Askerlik Ocağı, Türkiye Cumhuriyeti Devletini içerideki ve dışarıdaki düşmanlardan korumak amacıyla asker, uzman, astsubay ve subay yetiştiren kurum için kullanılan bir deyimdir. Osmanlı İmparatorluğu zamanındaki adı Yeniçeri Ocağı’dır. Halk dilinde Peygamber Ocağı’da denir. Türk Milletinin gönlünde özel bir yeri vardır.
Peki, asker yetiştiren bir kuruma neden peygamber ocağı denmiştir? Askerlik Ocağı imam hatip okulları gibi Kur’an’ı Kerim, Arap Dili ve Edebiyatı, İslam Tarihi, hadis, fıkıh eğitimi veren bir kurum mudur? Yunus Emre gibi evliyalar yetiştiren bir dergah, tarikat ya da cemaat midir?
Hiçbirisi değildir. Peki neden böyle denmiştir? Bunu çözmek için bazı araştırmalar yaptım.
Araştırmalarım sırasında Cumhuriyet kurulurken hemen hemen bütün tarikatların ve dergahların kapatıldığını, ama Mevlevi dergâhlarının korunduğunu ya da müzeye çevrildiğine denk geldim. Bunun nedenini anlayabilmek için Mevlevilik üzerine yoğunlaştım. Karşıma Mevlana’nın geleneksel manada bir tarikat yaklaşımıyla hareket etmediği sonucu çıktı.
Mevlana’nın hayatı boyunca tarikatlara özgü birtakım kurallara uymadığını, kendisine bağlananlar için özel kurallar koymadığını öğrendim. Örneğin, kendisine bağlananlar için ne bir giriş töreni düzenler, ne de belli bir zikir öngörürdü. Diğer tarikatlar gibi özel giysilerle ayrılma yoluna da gitmemişti. Bilinen başlıca uygulaması müritliğe kabul edilenlerin saç, sakal, bıyık ve kaşlarından birkaç kıl kesmek, kendisine halifelik verilenlere de bugün hırka denilen geniş kollu, yakasız, önü açık bir giysi olan fereci giydirmek, halkı aydınlatma görevini simgelemek üzere bir çerağ vermekti. Mevleviliğin başlıca kurallarından birisi olan semayı da yalnızca aşk ve cezbe için yardımcı bir öğe sayardı.

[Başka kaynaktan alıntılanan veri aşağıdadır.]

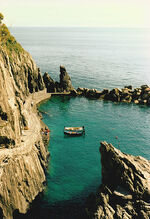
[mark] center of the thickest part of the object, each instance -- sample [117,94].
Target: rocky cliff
[64,84]
[23,155]
[125,189]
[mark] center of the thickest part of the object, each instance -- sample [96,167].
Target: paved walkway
[30,136]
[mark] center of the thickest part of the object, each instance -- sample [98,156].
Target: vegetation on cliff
[7,41]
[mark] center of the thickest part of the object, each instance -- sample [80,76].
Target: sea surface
[94,58]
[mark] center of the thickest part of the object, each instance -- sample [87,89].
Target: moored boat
[74,131]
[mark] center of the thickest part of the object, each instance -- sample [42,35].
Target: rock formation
[49,83]
[64,85]
[138,95]
[125,189]
[65,80]
[23,155]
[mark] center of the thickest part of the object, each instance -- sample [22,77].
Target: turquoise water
[75,169]
[95,58]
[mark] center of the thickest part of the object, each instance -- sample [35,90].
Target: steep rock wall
[125,189]
[23,155]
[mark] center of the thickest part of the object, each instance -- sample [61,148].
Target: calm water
[95,58]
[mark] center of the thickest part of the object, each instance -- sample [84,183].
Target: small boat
[74,131]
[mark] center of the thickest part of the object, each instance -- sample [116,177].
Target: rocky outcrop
[64,85]
[23,155]
[49,83]
[127,94]
[65,80]
[125,189]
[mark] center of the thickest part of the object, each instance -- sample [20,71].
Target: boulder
[73,93]
[129,87]
[65,80]
[125,189]
[49,83]
[143,87]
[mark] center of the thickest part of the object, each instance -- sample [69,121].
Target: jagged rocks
[125,189]
[49,83]
[138,95]
[64,85]
[65,80]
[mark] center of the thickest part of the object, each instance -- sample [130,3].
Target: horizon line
[79,26]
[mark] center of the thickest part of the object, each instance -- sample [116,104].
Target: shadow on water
[69,209]
[40,209]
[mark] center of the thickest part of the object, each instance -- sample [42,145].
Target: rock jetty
[127,94]
[64,85]
[125,189]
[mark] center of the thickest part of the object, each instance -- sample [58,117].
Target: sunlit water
[95,58]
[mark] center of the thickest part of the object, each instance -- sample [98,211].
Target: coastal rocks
[125,189]
[23,155]
[127,94]
[65,80]
[64,85]
[49,83]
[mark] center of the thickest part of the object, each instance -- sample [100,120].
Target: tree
[1,17]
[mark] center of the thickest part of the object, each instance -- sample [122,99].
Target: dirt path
[29,136]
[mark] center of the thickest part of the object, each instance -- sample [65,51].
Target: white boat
[74,131]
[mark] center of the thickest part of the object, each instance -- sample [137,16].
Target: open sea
[94,58]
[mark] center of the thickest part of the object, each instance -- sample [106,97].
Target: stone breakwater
[127,94]
[125,189]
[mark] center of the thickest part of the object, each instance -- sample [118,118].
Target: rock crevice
[125,189]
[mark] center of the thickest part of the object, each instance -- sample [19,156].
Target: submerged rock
[125,189]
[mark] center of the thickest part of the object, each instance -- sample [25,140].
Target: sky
[104,13]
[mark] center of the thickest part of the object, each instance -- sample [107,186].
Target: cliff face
[125,189]
[64,85]
[23,156]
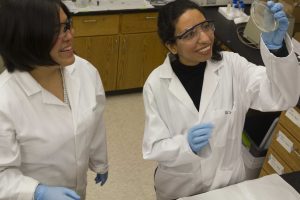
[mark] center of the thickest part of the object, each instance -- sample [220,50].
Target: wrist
[39,191]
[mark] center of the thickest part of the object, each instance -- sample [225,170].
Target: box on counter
[292,8]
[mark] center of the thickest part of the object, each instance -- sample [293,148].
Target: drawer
[290,119]
[287,147]
[139,22]
[92,25]
[274,164]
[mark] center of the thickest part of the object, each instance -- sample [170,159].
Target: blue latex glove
[274,39]
[43,192]
[101,178]
[198,136]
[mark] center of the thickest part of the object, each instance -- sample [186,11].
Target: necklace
[66,98]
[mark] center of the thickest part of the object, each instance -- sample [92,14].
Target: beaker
[262,16]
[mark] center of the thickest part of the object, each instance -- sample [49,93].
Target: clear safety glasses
[194,32]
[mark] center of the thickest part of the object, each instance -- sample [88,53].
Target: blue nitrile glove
[198,136]
[274,39]
[101,178]
[43,192]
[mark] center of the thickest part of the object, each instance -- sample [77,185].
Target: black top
[191,77]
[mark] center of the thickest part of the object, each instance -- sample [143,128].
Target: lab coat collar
[27,83]
[32,87]
[167,71]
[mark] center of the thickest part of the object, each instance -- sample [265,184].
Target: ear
[172,48]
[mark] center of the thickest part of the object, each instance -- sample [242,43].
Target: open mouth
[67,49]
[205,50]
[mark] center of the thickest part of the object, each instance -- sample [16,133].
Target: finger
[276,7]
[198,140]
[204,131]
[199,146]
[270,4]
[280,14]
[72,194]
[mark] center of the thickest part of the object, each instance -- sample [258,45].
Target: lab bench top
[293,179]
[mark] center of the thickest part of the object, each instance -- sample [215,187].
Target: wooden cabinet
[124,48]
[284,152]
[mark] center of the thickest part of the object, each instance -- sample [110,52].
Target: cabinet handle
[296,152]
[89,21]
[150,17]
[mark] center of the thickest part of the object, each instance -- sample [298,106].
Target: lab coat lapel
[210,83]
[73,88]
[31,87]
[175,86]
[177,89]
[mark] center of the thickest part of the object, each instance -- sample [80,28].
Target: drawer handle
[150,17]
[89,21]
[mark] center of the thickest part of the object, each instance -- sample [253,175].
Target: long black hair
[29,29]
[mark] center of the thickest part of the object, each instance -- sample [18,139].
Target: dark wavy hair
[168,17]
[29,29]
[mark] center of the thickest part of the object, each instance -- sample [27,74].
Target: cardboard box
[292,8]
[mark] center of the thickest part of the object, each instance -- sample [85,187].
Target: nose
[68,35]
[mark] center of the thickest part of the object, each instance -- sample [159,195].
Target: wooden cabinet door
[102,52]
[139,55]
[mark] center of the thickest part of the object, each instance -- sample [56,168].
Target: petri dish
[262,16]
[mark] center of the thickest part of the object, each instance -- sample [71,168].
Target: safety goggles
[194,31]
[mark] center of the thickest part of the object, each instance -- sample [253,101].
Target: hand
[198,136]
[274,39]
[43,192]
[101,178]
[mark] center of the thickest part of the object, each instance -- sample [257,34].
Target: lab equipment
[274,39]
[217,2]
[44,192]
[198,136]
[82,3]
[101,178]
[262,16]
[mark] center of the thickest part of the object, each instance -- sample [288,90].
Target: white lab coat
[230,88]
[42,140]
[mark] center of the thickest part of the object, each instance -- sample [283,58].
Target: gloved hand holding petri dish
[262,16]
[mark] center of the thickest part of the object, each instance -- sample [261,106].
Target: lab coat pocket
[223,121]
[173,184]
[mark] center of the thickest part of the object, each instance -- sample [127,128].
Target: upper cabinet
[124,48]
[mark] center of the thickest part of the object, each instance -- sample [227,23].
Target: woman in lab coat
[51,106]
[196,101]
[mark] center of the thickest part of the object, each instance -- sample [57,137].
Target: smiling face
[62,51]
[199,49]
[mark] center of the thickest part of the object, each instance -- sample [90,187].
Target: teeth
[205,49]
[67,49]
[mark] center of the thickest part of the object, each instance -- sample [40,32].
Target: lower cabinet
[284,152]
[102,52]
[124,48]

Ancak Sultan Veled, halifeliği döneminde, babası Mevlana’nın düşüncelerini temel alarak Mevleviliği kendine özgü kuralları ve törenleri olan bir tarikat haline getirdi. Bundan sonraki süreçte, Sultan Veled’in şekillendirdiği Mevlevilik yolunun ise askerlik eğitimiyle pek çok ortak yönü olduğu düşünülebilir.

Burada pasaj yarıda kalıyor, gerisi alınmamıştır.